İlerleyen Yaşınıza Özgü Bir Başka Sorun; Unutkanlık İçin Damar Sağlığını Korumalısınız
Unutkanlığı engelleyebilmeniz için damar sağlığına uygun besinleri tercih etmelisiniz. Kalp ve damar sağlığı için olumlu olanlar unutkanlık konusunda da yardımcı olacaktır. Bol taze meyve ve sebze yiyin. Doymuş yağ tüketimini azaltmak için; balık ve hindi etini kırmızı ete tercih edin. Etin görünen yağlarını ayıklayın, doymuş yağ alımını azaltın. Krema, işlenmiş gıdalar yerine daha az yağlı olan peynir çeşitlerini tercih edin. Süt ve yoğurt tüketin. Zeytinyağı ve rafine edilmemiş tam tahıllar tercihiniz olsun. Ayrıca kolesterol kontrolü için doymuş yağ bakımından zengin hayvansal yağlar yerine Omega-3 bakımından zengin, ceviz, keten tohumu, uskumru, somon ve ton gibi balıklar tüketmeniz, meyve ve sebzelere ağırlık vermeniz, düzenli egzersiz yapmanız, sigarayı kullanmamanız da önemlidir. Oksijeni dokulara taşımaktadır. Demir eksikliği nedeniyle ortaya çıkan oksijen eksikliği beyin hücrelerinin çalışmasını olumsuz etkilemektedir. Demir eksikliği varsa demir takviyesi yapılabilmektedir. Vitamin ve mineral alımının ihtiyaca yönelik olması ve miktarların doktor kontrolüyle belirlenmesinin önemini hatırlatmak isterim.

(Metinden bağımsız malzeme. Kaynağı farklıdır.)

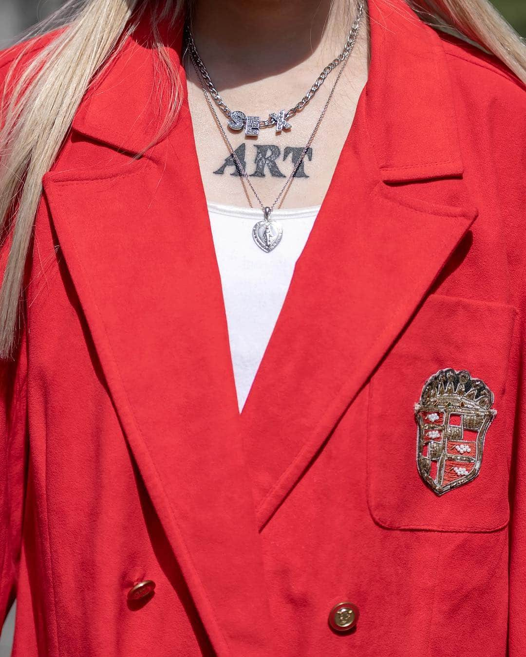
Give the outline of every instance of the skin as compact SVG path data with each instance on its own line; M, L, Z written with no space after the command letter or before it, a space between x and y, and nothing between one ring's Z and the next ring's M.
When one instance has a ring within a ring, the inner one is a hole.
M322 69L343 49L355 13L346 0L198 0L193 31L199 54L231 110L268 118L270 112L289 109L310 87ZM348 14L348 12L347 12ZM344 20L345 17L346 20ZM242 184L204 101L189 60L185 61L189 103L203 185L209 201L258 207ZM327 113L281 205L298 208L320 204L326 194L354 117L369 69L368 24L364 14L356 44ZM316 96L292 118L290 131L274 127L246 137L227 127L238 156L260 196L270 204L293 169L321 114L339 69L327 77ZM241 146L244 144L245 147ZM225 164L226 162L226 166ZM232 175L234 174L234 175Z

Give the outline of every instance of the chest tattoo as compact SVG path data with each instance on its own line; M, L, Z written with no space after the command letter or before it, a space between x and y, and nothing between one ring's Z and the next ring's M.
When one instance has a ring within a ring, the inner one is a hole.
M285 177L285 175L289 174L289 168L294 168L298 164L303 152L303 147L301 146L285 146L282 153L279 147L274 144L266 145L253 144L251 145L251 150L252 152L250 154L250 157L254 164L254 168L249 175L256 178L264 178L268 174L274 178ZM247 171L247 158L249 157L247 150L247 145L243 143L240 144L235 151L236 157L245 171ZM252 159L252 158L253 159ZM312 160L312 148L311 148L307 150L303 162L298 167L294 176L295 178L310 177L305 171L305 161L306 160L309 162ZM280 163L279 166L278 166L278 162ZM214 173L218 175L222 175L227 169L231 171L231 175L241 175L232 155L225 158L223 164Z

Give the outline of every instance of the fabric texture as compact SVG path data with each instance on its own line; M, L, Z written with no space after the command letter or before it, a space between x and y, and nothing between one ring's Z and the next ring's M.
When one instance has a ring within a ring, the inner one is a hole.
M260 209L211 202L208 209L241 413L320 208L274 210L283 237L270 253L252 238L252 226L263 217Z
M15 657L526 654L526 93L402 0L369 12L369 79L241 415L186 97L133 157L158 114L145 24L83 101L2 373ZM414 404L450 367L497 415L478 476L437 496Z

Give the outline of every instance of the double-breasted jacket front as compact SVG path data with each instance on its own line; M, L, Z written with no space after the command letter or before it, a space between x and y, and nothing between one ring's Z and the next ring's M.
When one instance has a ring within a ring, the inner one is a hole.
M526 654L526 95L402 0L369 11L369 79L241 415L180 31L153 145L144 26L88 91L3 369L15 655Z

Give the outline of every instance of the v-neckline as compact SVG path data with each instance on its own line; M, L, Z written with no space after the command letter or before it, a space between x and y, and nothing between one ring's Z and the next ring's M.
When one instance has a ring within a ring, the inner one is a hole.
M365 27L367 30L368 43L367 43L366 52L368 53L371 52L371 48L370 45L370 38L371 38L370 24L370 18L368 11L365 11L364 12L364 17L362 18L362 21L364 21L364 22L362 22L362 29L364 27ZM366 22L365 21L366 21ZM263 353L263 355L260 362L258 369L256 371L256 374L252 382L252 384L251 386L248 396L245 400L245 404L241 409L241 411L239 413L239 418L242 420L242 421L251 413L251 407L252 406L252 403L251 400L253 397L252 391L257 386L257 384L261 376L260 373L262 371L264 364L266 362L267 355L268 353L270 348L271 348L271 346L272 345L275 340L275 336L276 335L276 333L278 330L279 330L279 327L281 327L283 323L283 317L286 314L288 313L289 306L293 302L291 300L291 298L294 294L293 290L295 289L297 286L295 284L297 279L297 271L302 266L304 261L306 260L309 258L309 255L311 253L311 252L316 251L317 248L316 244L318 241L318 235L323 231L323 225L327 221L329 221L329 217L328 216L328 212L327 211L327 206L328 205L328 202L330 200L331 198L333 196L333 194L336 193L336 191L334 189L335 180L337 178L337 174L339 171L339 170L341 168L342 162L345 158L347 151L350 148L350 145L354 133L356 130L359 129L359 122L364 121L365 120L364 106L366 103L366 95L368 93L368 90L370 83L370 75L369 75L369 72L370 72L370 67L371 67L371 60L369 60L368 62L368 78L366 80L360 91L360 93L358 95L358 99L356 102L352 121L351 122L348 130L347 131L345 139L342 145L341 150L340 150L338 158L337 159L336 164L334 167L332 174L331 175L329 184L327 187L327 191L325 192L325 194L323 199L319 204L319 210L318 212L318 215L316 216L316 219L312 227L312 229L310 231L310 233L308 235L308 237L307 238L306 242L305 242L303 248L302 249L299 257L296 261L296 263L294 267L294 271L293 272L293 275L291 278L290 283L289 284L289 288L287 289L287 294L283 300L283 305L279 310L279 312L277 314L277 317L276 317L276 321L274 324L274 329L272 330L272 332L271 333L270 337L266 344L265 350ZM206 215L208 217L208 221L210 221L209 215L208 212L208 202L206 198L206 194L204 188L204 183L203 177L203 173L201 171L199 159L199 155L197 152L197 143L195 141L195 130L194 128L193 119L192 117L191 112L190 110L190 105L189 102L188 79L186 74L186 69L184 65L184 56L181 57L181 58L179 70L181 76L181 88L183 91L183 104L181 106L181 111L185 111L187 114L187 120L189 122L191 132L191 139L190 139L190 142L192 145L191 157L192 158L195 158L195 164L197 164L196 170L198 172L199 185L197 185L195 187L195 193L197 194L199 194L199 196L201 197L199 199L199 204L202 206L204 206L206 208ZM322 225L321 227L320 224ZM213 242L213 238L211 235L211 229L210 229L210 239L212 240ZM217 277L220 281L220 284L221 276L220 276L220 272L219 271L219 266L217 261L217 255L216 254L215 248L214 249L214 253L216 255L215 265L217 268L217 274L218 274ZM223 316L225 325L227 327L227 334L228 334L226 308L225 306L224 296L223 294L222 288L220 290L220 294L223 305ZM230 363L232 365L231 374L233 382L234 390L237 390L235 386L235 378L233 372L232 353L230 348L229 340L228 340L227 342L228 344L226 346L226 348L227 350L229 355ZM236 404L237 404L237 399L236 399Z

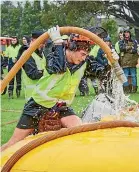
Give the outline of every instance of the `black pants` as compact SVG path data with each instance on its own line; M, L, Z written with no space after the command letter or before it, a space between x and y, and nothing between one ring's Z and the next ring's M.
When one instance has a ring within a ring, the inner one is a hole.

Bolca su için ve güneşlenin
Sağlığınız için yapabileceğiniz en iyi şeylerden biri gün boyunca bol su içmektir. Sağlıklı kemiklerin temeli kalsiyum ve fosfor sentezi için D vitamini katkısını da unutmamak gerekir, o halde her gün 20-30 dakikanızı ayırıp güneşten faydalanabilirsiniz.
Hücrelerin yenilenmesinde gece salgılanan melatonin hormonu önemli rol oynar. Bunun için ise formül çok basit: ışıkları kapatınız ve yatınız. Çünkü melatonin hormonu siz uyurken ve gece karanlıkta salgılanmaktadır.